LOS ANGELES—Eighty-four Los Angeles Police Department (LAPD) employees tested positive for COVID-19 in the last week and two additional employees were hospitalized, according to LAPD Chief Michel Moore, who said on Aug. 24 it was a “substantial increase” from last week.
A total of 2,977 employees have tested positive for the virus as of Monday, and the increase in the last week is almost double the number who tested positive the previous week, when 45 LAPD employees tested positive. Two employees were hospitalized this week, but the four who were in the hospital last week were released and are at home recovering.
Moore told the Los Angeles Police Commission on Tuesday that 26 of the new cases are concentrated to the Central Community Police Station in downtown Los Angeles. Protective measures are being taken at the station, including restricting front desk access, in an effort to reduce the infection rate, Moore said.
Meanwhile, all Los Angeles city employees, including police, are required by a new ordinance to be fully vaccinated by Oct. 5, unless they have a medical or religious exemption. However, Mayor Eric Garcetti must sign the ordinance before it becomes law.
The mayor announced in July that city employees would have the option of a weekly COVID-19 test instead of the vaccine, but the ordinance adopted by the city council on Aug. 18 did not allow that option.
On Aug. 6, the San Francisco sheriffs’ union warned that around 160 of its 700 members could resign due to their own city’s vaccine mandate. In contrast, the LAPD has nearly 10,000 police officers and around 3,000 civilian staff.
“The problem we are faced with now is the strict San Francisco Mandate, which is vaccinate or be terminated. If deputy sheriffs are forced to vaccinate, a percentage of them will retire early or seek employment elsewhere,” the San Francisco Deputy Sheriffs’ Association said in a statement.

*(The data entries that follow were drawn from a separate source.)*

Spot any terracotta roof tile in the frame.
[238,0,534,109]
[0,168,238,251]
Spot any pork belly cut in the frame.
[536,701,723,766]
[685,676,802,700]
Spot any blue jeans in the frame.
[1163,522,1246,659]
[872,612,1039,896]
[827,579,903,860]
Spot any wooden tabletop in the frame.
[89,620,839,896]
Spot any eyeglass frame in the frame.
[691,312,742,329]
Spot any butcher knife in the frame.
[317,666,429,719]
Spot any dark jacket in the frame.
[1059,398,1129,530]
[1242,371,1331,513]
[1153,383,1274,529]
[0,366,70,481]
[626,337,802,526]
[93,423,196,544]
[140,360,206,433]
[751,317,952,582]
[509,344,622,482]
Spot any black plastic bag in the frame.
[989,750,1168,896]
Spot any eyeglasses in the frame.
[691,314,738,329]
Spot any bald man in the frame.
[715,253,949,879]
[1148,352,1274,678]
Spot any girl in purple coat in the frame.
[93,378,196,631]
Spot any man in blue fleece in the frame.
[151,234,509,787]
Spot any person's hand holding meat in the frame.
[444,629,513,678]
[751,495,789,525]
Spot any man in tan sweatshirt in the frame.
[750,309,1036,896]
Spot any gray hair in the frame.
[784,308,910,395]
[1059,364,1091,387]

As of July 21, 47 percent of LAPD’s employees were fully vaccinated and 52.2 percent had received at least one dose, according to the LAPD, which reported that 60.2 percent of department personnel have some immunity from either getting vaccinated or previously contracting the virus.
The latest figures from the Los Angeles County Department of Public Health show that 73 percent of county residents age 12 and over have received at least one dose of vaccine, and 63 percent are fully vaccinated.
The LAPD on Monday began its mobile vaccination clinic deployment in an effort to increase the COVID-19 vaccination rate within the department.
Each station will have a clinic that runs for 20 hours per day, allowing night shift and day shift employees to get vaccinated. On its first day of deployment, which was in the San Fernando Valley, 19 LAPD employees got vaccinated, Moore said.
As part of the department’s effort to get LAPD employees vaccinated, it internally distributed a video with testimonies from employees who have contracted and survived COVID-19, Moore said.
“One of the accounts is an individual who was vaccinated and came down with COVID and was still hospitalized and was in very serious condition,” Moore said.
“In his testimony, he’s convinced that, as his doctors are, absent that vaccine, he would have been in much graver condition and could have lost his life because of underlying health conditions.”
That employee was the only hospitalized LAPD member who was vaccinated, Moore said. The video also includes a story from a woman whose husband worked for the LAPD and died of COVID-19. He contracted it before the vaccines were available.
“As a consequence of the COVID virus, she lost him and her testimony also included that she was still hesitant to take the vaccine until her remaining children mentioned to her that she was their only parent … and that pulled on her and convinced her that this was something that she needed to engage in despite her hesitations and her concerns for the safety of the vaccine,” Moore said.